Jun 6, 2008

A New Supply Chain Perspective

Last month I had the pleasure of speaking a couple of times to executives and managers from Latin American companies gathered at the annual VISUM conference in Mexico City (http://www.sintec.org/contenido.asp?seccion=128&idmenuGN=85 ).

VISUM is all about supply chains and much of my audience was procurement folks. For them, I had a simple message. If you take the conventional procurement view of a supply chain system (see diagram at right), you believe the chain ends at your company. But that’s a limited view. The company sits in the middle of the real supply chain, which extend s all the way to the company’s end customer.

If you’re a procurement person, why should this distinction matter to you? Because you can’t do your job properly if you don’t take a total system view, you won’t do your job properly. Worse, a limited perspective, which tends to focus on procuring parts and materials for the lowest cost, may compromise the company’s larger vision of delivering an optimal customer experience.
What if, for instance, in going for low cost you trade off timeliness of delivery on a key component?

If the whole assembly of what you make has to wait for this component to show up – late – your customer’s entire order could be delayed. If your customer is a business, its projects could get backed up. Bad customer experience. Your customer’s customers could become unhappy. Bad end customer experience. They could fire your business’s customer. That customer could pull its business from your company.

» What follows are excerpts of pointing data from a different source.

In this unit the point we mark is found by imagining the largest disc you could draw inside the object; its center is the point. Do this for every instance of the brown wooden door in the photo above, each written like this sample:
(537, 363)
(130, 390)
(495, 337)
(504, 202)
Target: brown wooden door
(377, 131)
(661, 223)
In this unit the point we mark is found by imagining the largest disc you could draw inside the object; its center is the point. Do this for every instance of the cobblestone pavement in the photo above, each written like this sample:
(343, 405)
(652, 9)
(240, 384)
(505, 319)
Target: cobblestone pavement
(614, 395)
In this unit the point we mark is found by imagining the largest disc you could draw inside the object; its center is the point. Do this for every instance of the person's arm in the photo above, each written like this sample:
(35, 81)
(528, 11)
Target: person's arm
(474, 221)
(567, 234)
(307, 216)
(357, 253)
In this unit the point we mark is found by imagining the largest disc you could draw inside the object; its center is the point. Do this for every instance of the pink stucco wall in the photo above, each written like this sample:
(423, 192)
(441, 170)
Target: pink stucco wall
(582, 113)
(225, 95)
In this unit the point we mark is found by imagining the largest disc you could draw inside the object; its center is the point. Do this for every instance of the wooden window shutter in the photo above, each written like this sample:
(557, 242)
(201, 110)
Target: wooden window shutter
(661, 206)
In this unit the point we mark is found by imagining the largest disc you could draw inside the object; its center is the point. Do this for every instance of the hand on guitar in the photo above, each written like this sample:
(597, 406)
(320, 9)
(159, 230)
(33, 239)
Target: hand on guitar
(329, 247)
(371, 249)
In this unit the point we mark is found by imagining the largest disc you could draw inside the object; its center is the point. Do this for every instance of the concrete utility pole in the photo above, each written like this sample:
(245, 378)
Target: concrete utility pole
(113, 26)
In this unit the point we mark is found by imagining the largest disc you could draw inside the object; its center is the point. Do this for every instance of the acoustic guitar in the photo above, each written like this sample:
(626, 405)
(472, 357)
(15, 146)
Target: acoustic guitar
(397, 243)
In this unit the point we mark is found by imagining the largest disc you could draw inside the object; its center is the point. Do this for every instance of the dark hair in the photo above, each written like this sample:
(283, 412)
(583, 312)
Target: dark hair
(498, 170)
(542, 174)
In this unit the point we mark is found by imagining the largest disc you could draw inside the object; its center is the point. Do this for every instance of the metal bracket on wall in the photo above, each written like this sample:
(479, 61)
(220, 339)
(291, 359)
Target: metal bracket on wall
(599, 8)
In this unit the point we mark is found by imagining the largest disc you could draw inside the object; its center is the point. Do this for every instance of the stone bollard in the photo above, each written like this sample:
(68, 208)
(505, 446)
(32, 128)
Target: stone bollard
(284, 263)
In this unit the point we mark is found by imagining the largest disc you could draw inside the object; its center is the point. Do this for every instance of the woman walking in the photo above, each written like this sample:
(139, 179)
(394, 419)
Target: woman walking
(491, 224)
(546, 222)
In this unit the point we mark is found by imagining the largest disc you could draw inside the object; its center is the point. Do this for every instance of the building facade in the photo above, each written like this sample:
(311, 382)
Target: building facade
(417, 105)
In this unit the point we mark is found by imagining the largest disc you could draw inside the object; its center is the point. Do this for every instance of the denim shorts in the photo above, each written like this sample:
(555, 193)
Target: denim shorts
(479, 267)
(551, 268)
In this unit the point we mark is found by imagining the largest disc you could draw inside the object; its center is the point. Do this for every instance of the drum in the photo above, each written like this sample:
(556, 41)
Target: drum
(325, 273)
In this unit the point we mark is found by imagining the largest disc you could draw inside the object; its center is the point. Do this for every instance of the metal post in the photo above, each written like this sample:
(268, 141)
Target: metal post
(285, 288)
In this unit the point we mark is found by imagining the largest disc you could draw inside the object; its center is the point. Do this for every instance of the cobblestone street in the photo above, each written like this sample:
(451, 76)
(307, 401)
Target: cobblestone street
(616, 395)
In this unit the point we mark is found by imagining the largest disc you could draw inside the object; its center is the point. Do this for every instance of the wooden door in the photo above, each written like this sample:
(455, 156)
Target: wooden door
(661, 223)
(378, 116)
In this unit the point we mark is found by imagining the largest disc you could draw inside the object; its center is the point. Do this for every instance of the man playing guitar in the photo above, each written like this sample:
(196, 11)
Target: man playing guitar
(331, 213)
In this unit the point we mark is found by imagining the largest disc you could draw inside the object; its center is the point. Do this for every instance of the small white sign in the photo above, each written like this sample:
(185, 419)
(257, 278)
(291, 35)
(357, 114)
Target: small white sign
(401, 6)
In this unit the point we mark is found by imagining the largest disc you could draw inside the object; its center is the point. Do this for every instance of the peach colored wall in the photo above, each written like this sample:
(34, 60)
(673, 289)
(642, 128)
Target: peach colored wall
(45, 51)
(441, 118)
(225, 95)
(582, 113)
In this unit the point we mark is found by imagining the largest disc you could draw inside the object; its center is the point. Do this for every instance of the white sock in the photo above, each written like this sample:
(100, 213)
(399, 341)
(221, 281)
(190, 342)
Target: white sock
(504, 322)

In other words, saving a little on the component just isn’t worth it.

I concluded by saying, If I manage to convince you of three things today, I’d like them to be:


  1. Customer experiences are important. They are becoming the critical factor in whether or not your company’s products sell or don’t sell.

  2. You in the supply chain help create them. Your work effects not just the price and quality of products. It effects whether a customer has a good or bad experience buying and owning your company’s product.

  3. Creating them is exciting. You should be looking for opportunities to get involved. It will make your work more interesting. It will give you a bigger role in your company.
    Those suggestions go not only for Latin America but all of the Americas, and anywhere in the world.